Kapı kapalıydı ama bu sesini duymamı engellemiyordu. Sesi ağlıyor gibi çıkıyordu ve arada mırıldanmaya devam ediyordu. Uyuduğuna emindim ve muhtemelen kabus görüyordu. Yavaşça kapısını açıp buraya ilk defa girmemi ve girmemin yasak olduğunu umursamadan ona doğru yürüdüm. İçeriden süzülen zayıf ışıkla kaşlarını çattığını ve her yanını ter bastığını gördüm. Şu an normalde olduğunun aksine o kadar güçsüzdü ki. Sesleri kesilmişti ama hâlâ kaşları çatıktı. Birkaç dakika izleyip ses çıkartmadığını anladıktan sonra çıkmak üzere birkaç adım attım ama tekrar mırıldanmaya başlamıştı ve bu sefer anladığım kadarıyla "Gitme" diyordu. Artık kaşlarını çatma sırası bendeydi."Sen de bırakma" Az önceki yerime gittim ve yine onu izlemeye başladım. Dişlerini sıkmasıyla durumun ciddi olduğunu anladım ve kolundan sarsarak "Arın, uyan!" diye bağırdım ama sesimi ona duyuramıyordum. Bu sefer omuzlarından sarsmaya başladım. "Arın, uyan. Kabus görüyorsun!" Ne kadar ondan pek hoşlanmasam da içim acımıştı. Tekrar kolunu sıkarak sallarken gözleri aralandı. Kaşları çatık ve bakışları oldukça korkutucu bir şekildeyken gözleri benimkilerle buluştu. Bu sırada atladığım bir şey vardı ki, eliyle kolumu sıkıyordu. Ne ben bir tepki verebiliyordum ne de o. Ama artık bir şey söylemem gerektiğini anlayarak "Kabus görüyordun," dedim.

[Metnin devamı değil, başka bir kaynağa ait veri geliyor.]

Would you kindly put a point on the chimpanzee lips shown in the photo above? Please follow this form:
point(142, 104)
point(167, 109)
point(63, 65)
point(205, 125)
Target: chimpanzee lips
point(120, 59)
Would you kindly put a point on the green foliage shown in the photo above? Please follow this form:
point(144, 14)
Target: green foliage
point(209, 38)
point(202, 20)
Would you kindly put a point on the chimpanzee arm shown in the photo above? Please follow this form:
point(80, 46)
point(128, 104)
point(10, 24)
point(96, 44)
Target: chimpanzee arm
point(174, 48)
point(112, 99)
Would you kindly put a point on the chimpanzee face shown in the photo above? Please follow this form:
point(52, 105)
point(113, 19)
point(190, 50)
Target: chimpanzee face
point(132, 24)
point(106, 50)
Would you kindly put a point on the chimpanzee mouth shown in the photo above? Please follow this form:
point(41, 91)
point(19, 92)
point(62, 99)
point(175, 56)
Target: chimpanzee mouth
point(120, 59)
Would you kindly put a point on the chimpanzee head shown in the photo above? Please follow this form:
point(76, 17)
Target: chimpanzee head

Güçsüz bir şekilde "Masal" diye mırıldansa da anında kendini toplayıp "Ne işin var senin odamda? Ne dedim sana ben!" diye bağırmaya başlamıştı. Rüyasının etkisinden tamamen sıyrılmıştı ve bilinci yerine gelmişti ama kolumu sıkmaya devam ediyordu. Bir de beni suçluyordu.

"Sana yardım ettim. Seslerin içeri kadar geliyordu." Onun inadına sesimi yumuşak tutmaya çalışıyordum, belki sakinleşir diye. Ama hiçbir faydası olmadığı gibi sesi daha da sertleşmişti. "Sana bana yardım et diyen oldu mu!" derken kolumu daha da sıkıyordu. Kızardığına bahse girebilirdim ancak şu an hissettiğim sinir acısına konsantre olmamı engelliyordu. "Sana beni uyandır diyen oldu mu!"

"Bırak kolumu!" dememle daha da sıktı.

"Bir daha sakın! Buna bir daha cürret edersen, çok kötü olur!" dedi.

Gözlerimi yumdum sinirle ve sinirimi kusamadığım için bir gözyaşı döküldü gözümden.

"Anca ağlamayı bilin tamam mı! Diğer aptallardan hiçbir farkın olmasın!" derken kolumu iterek bıraktı ve üzerindeki pikeyi atarak ayaklandıktan sonra hiç yüzüme bakmadan odadan çıktı. Elim az önce sıktığı yere gitmiş orayı ovuştururken şu olanlara inanmakta zorlanıyordum. Ben ne yapmıştım ki? O uykusunda üzülüyordu, bağırıyordu. Onu öyle bırakmak istemedim, yapamadım. Suçum bu muydu?